O aparelho de Estado apresenta sinais evidentes de rotura nos sectores mais diversos, com especial relevo para os das Finanças, da Economia, da Educação, da Saúde e até da Justiça. Com a Informação controlada pelo "esquerdismo ortodoxo ou anárquico" e os Serviços Públicos destroçados, o Partido Comunista comanda o desenvolvimento do processo através do sector organizado da "esquerda militar" e perante a completa demissão das restantes forças políticas, que, dominadas pelo complexo de esquerda, lutavam pela sobrevivência. Tudo se encaminhava para o golpe final.

As intenções são claras. Rosa Coutinho, por exemplo, apresentado, até então, como paladino dos ideais democráticos, não hesita, logo após a minha renúncia, em estabelecer a censura em Angola, revelando de forma objectiva os desígnios totalitaristas do seu grupo.

Com as Câmaras Municipais, os Governos Civis e outros organismos do Estado a nível regional largamente dominados por grupos de pressão constituídos para o efeito, apenas faltava completar a destruição do aparelho económico, nomeadamente das forças de produção.

É neste clima que, no quadro de uma maquiavélica manobra de envolvimento, surge o "11 de Março", a servir de excelente pretexto para a prossecução desses objectivos.

As nacionalizações selvagens são movidas exclusivamente por ódios ou perseguições pessoais e sem obedecerem a qualquer planeamento: a anarquização do mundo laboral é intensificada e associada a processos de controlo operário e de autogestão desde logo votados ao insucesso por falta de preparação dos trabalhadores. O País caminhava para o caos.

No Ultramar entra-se na fase de descalabro. Em Angola, Rosa Coutinho e Pezarat Correia põem em prática, sem quaisquer peias, o seu projecto de entrega daquele território ao MPLA. As estruturas civis e militares são postas ao serviço deste Movimento, passando-se a exercer toda a ordem de represálias sobre as pessoas que não aderissem ao mencionado projecto, represálias que logo se traduziram em actos de violência que marcaram o início do genocídio que se seguiu. Em Moçambique, com a complacência do Alto-Comissário Vítor Crespo, desenvolve-se uma campanha de intimidação imediatamente seguida por uma onda de perseguições, de que resultaram a chacina e a fuga desordenada de milhares de portugueses. Nos outros territórios, onde não existiam movimentos separatistas nem se podia invocar o argumento da guerra e as populações revelavam a sua firme vontade de continuarem ligadas a Portugal, forçava-se a implementação de movimentos emancipalistas sem adesão local e exerciam-se as mais diversas formas de coacção, no sentido de levar as populações a optar pela separação imediata de Portugal; campanha grave em Cabo Verde, mas que atingiu em Timor o mais alto grau de ignomínia e de traição a um Povo que havia confiado cegamente nas Forças Armadas Portuguesas, que ali acabaram por escrever com sangue timorense as páginas mais hediondas e cobardes da História da Pátria.»

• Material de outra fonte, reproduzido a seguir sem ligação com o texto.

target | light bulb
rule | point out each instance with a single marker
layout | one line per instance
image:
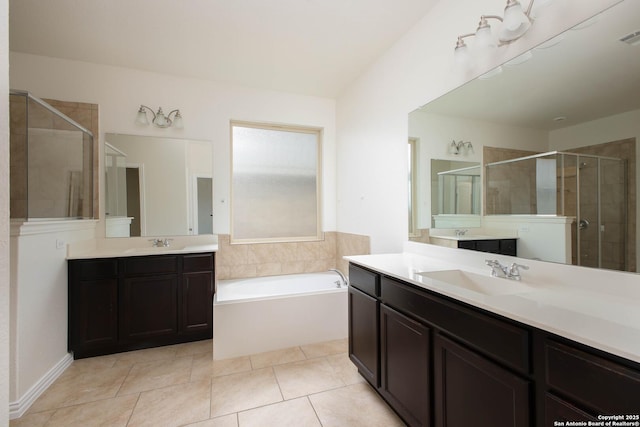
(461, 54)
(177, 121)
(515, 23)
(141, 117)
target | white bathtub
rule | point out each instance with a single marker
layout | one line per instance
(269, 313)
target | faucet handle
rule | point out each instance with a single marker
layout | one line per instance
(497, 269)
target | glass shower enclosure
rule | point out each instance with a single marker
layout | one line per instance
(592, 189)
(51, 167)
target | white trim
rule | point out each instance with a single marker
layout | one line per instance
(34, 227)
(20, 406)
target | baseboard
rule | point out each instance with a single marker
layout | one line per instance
(20, 406)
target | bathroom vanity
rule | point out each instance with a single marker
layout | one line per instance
(122, 303)
(502, 246)
(447, 355)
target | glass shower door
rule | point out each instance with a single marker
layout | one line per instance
(588, 235)
(601, 220)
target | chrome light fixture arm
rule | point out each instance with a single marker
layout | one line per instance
(159, 118)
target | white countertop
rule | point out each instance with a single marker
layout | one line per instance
(140, 246)
(607, 319)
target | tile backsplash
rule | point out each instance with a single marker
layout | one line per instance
(268, 259)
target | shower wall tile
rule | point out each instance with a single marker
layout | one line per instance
(616, 219)
(267, 259)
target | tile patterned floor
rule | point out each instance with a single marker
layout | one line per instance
(314, 385)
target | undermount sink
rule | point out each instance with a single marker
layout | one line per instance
(486, 285)
(152, 249)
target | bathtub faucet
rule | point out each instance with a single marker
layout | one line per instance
(345, 281)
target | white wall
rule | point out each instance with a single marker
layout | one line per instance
(372, 113)
(206, 107)
(39, 303)
(4, 213)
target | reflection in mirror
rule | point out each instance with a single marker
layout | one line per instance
(575, 96)
(456, 191)
(157, 186)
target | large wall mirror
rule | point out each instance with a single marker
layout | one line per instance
(157, 186)
(555, 134)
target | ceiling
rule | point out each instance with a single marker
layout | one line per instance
(587, 75)
(310, 47)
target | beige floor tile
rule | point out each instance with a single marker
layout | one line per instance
(130, 358)
(173, 406)
(93, 363)
(161, 373)
(345, 369)
(325, 348)
(32, 420)
(277, 357)
(80, 386)
(346, 407)
(306, 377)
(247, 390)
(230, 420)
(109, 412)
(205, 366)
(193, 348)
(297, 412)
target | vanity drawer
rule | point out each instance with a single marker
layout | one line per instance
(499, 339)
(199, 262)
(150, 265)
(592, 381)
(93, 269)
(365, 280)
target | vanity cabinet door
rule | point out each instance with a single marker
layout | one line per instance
(405, 361)
(149, 307)
(473, 391)
(598, 384)
(94, 313)
(364, 349)
(93, 306)
(197, 302)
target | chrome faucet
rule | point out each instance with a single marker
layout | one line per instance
(514, 271)
(158, 243)
(511, 272)
(345, 281)
(497, 269)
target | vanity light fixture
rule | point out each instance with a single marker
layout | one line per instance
(460, 147)
(160, 119)
(515, 23)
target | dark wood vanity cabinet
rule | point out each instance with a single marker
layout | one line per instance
(445, 363)
(364, 323)
(405, 352)
(496, 246)
(120, 304)
(93, 303)
(471, 390)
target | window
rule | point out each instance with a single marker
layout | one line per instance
(275, 183)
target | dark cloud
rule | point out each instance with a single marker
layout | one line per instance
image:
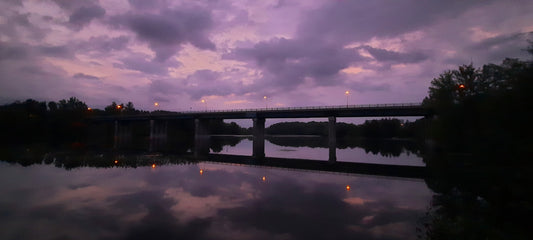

António de Spínola («País sem Rumo. Contributo para a História de uma Revolução»).


«Minoritário e sem expressão nem dimensão nacional, o Partido Comunista e seus aliados activos ou passivos, pretendia a todo o custo reeditar neste extremo ocidental da Europa formas de efectivação do domínio comunista já experimentadas, com sucesso, no centro e no leste do Continente. As Forças Armadas portuguesas, na altura expurgadas dos seus quadros mais válidos e conscientes, deixaram-se tornar presa fácil dos oficiais "progressistas" que, corrompendo as estruturas da hierarquia e da autoridade, agiam em obediência a Álvaro Cunhal e seus assessores, nacionais e estrangeiros.»

João M. da Costa Figueira («25 de Abril: A Revolução da Vergonha»).


















«Entretanto estabelecem-se relações diplomáticas com os países do Leste, entre as quais se deve salientar a União Soviética que em 11 de Junho abriu uma embaixada com mais de trezentos, digo trezentos, funcionários, tendo à frente o senhor A. Kallinin que, curiosamente, tinha estado anteriormente no Chile a "instalar" Allende e em Cuba a orientar Fidel Castro. Corria que se tinham apresentado com um verdadeiro exército do KGB, todos falando correctamente o português!»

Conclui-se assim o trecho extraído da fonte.